An engineer’s quixotic rescue mission becomes a descent into West African hell.
Craig Allan Hammond, a light-skinned African-American, once built a decent road in the diamond country of Sierra Leone (lightly disguised here). He fell in love with a Katene woman, Oussumato, and she bore him a son, Abu, but refused to join him in the US. That was 16 years ago, before the child armies and the mutilations, and now 39-year-old Craig has returned, hoping war and privation may persuade Oussu where his own words could not. The rootless Craig is a figure from Graham Greeneland, though without the religious angst. He’s tired of odd jobs and trailers; his search for sweetheart and son is also a search for himself. His first stop is the former French colony next door, where he thinks they might be in a refugee camp. The camp, whose inhabitants are all waiting to die, is his first taste of hell. Craig finds relief in town, where a droll one-time diplomat, Claude Bayeh, steers him to another sophisticate, lodging-house keeper Madame Nettie. Newcomer Barnett keeps his storyline admirably taut, while the festive presences of Claude and Nettie give it dimension and depth.
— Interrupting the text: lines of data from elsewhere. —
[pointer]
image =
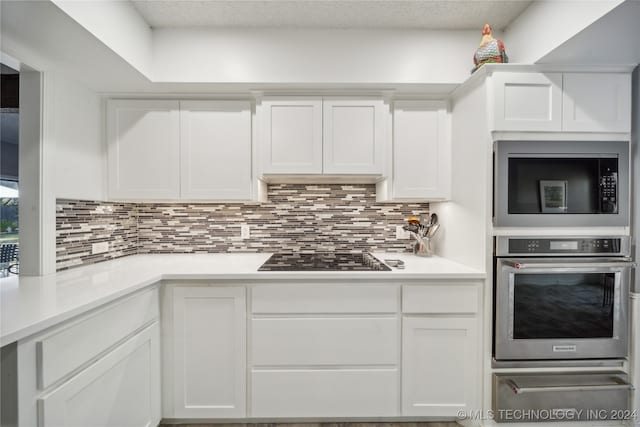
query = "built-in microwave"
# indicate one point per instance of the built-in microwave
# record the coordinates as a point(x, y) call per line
point(561, 183)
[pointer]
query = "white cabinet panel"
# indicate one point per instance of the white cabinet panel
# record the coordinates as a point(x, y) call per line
point(324, 393)
point(120, 389)
point(527, 101)
point(209, 352)
point(69, 348)
point(353, 136)
point(215, 139)
point(291, 135)
point(421, 151)
point(440, 365)
point(596, 102)
point(324, 341)
point(143, 140)
point(324, 298)
point(447, 298)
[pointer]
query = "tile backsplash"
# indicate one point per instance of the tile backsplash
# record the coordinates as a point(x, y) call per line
point(296, 218)
point(80, 224)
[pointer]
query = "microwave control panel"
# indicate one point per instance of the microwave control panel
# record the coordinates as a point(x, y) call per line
point(562, 246)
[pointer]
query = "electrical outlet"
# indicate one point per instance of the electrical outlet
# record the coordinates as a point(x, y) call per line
point(401, 233)
point(100, 248)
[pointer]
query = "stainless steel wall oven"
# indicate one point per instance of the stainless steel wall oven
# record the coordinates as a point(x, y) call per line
point(559, 298)
point(561, 183)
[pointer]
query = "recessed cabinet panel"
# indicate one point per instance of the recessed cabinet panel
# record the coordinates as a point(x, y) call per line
point(353, 134)
point(324, 393)
point(120, 389)
point(439, 367)
point(527, 101)
point(596, 102)
point(324, 341)
point(215, 150)
point(143, 147)
point(209, 352)
point(292, 136)
point(421, 152)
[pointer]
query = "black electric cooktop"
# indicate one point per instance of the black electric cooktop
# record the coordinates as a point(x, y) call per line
point(323, 261)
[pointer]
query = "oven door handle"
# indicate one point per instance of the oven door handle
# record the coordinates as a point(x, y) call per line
point(520, 390)
point(607, 264)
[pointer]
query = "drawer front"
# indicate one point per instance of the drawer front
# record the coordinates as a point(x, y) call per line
point(324, 393)
point(562, 397)
point(454, 298)
point(60, 353)
point(328, 341)
point(324, 298)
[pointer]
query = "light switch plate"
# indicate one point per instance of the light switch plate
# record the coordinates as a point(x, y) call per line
point(99, 248)
point(402, 234)
point(245, 232)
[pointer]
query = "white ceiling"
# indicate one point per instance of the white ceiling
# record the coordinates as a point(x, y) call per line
point(370, 14)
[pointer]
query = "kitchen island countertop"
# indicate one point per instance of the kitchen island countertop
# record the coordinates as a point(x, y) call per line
point(29, 305)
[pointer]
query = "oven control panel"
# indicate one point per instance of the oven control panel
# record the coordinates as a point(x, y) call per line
point(553, 246)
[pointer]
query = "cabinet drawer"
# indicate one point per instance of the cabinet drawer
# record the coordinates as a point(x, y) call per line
point(65, 350)
point(454, 298)
point(329, 341)
point(324, 298)
point(324, 393)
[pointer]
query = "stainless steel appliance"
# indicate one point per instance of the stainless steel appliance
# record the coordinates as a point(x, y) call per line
point(561, 298)
point(323, 261)
point(592, 397)
point(561, 183)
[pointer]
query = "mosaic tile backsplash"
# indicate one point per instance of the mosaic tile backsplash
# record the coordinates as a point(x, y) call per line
point(80, 224)
point(296, 218)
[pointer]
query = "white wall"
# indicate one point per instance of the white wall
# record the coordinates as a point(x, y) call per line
point(118, 25)
point(312, 56)
point(465, 218)
point(74, 114)
point(546, 24)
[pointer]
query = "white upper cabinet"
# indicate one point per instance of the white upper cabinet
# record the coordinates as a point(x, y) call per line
point(596, 102)
point(421, 151)
point(291, 136)
point(315, 135)
point(215, 144)
point(561, 102)
point(527, 101)
point(179, 150)
point(143, 139)
point(353, 136)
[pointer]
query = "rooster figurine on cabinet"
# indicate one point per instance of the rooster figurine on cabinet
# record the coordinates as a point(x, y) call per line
point(490, 50)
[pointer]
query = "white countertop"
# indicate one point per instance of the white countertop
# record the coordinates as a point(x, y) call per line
point(31, 304)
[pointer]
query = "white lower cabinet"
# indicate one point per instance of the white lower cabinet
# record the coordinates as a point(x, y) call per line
point(440, 349)
point(120, 389)
point(439, 368)
point(208, 343)
point(338, 392)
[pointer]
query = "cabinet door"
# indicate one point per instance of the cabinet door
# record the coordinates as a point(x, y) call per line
point(291, 141)
point(209, 352)
point(143, 149)
point(215, 138)
point(120, 389)
point(421, 151)
point(440, 365)
point(354, 133)
point(596, 102)
point(527, 101)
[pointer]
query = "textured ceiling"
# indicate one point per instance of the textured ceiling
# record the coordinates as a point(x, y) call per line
point(374, 14)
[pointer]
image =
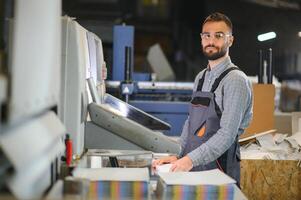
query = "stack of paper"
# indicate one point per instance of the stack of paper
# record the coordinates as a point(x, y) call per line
point(212, 184)
point(116, 183)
Even though Craig learns that Oussu’s village, Makokota, has been destroyed, he will not abandon his quest, so Claude arranges cross-border transportation into the “kill zone.” His traveling companion is Katya, a burnt-out Polish aid worker from the camp. Once over the border they enter a Conradian nightmare, complete with human heads on poles and bloodthirsty white mercenaries. Outside Makokota, Craig totals their truck and is badly hurt. At this point, Barnett loses his sure touch. Where before he had meshed the personal and the political, now Craig’s dilemma becomes all-consuming, as he endures a long fever dream and a hopeless odyssey through the bush. Yet a love of Africa burns bright through all the horror.
An impressive debut, despite its eventual unraveling.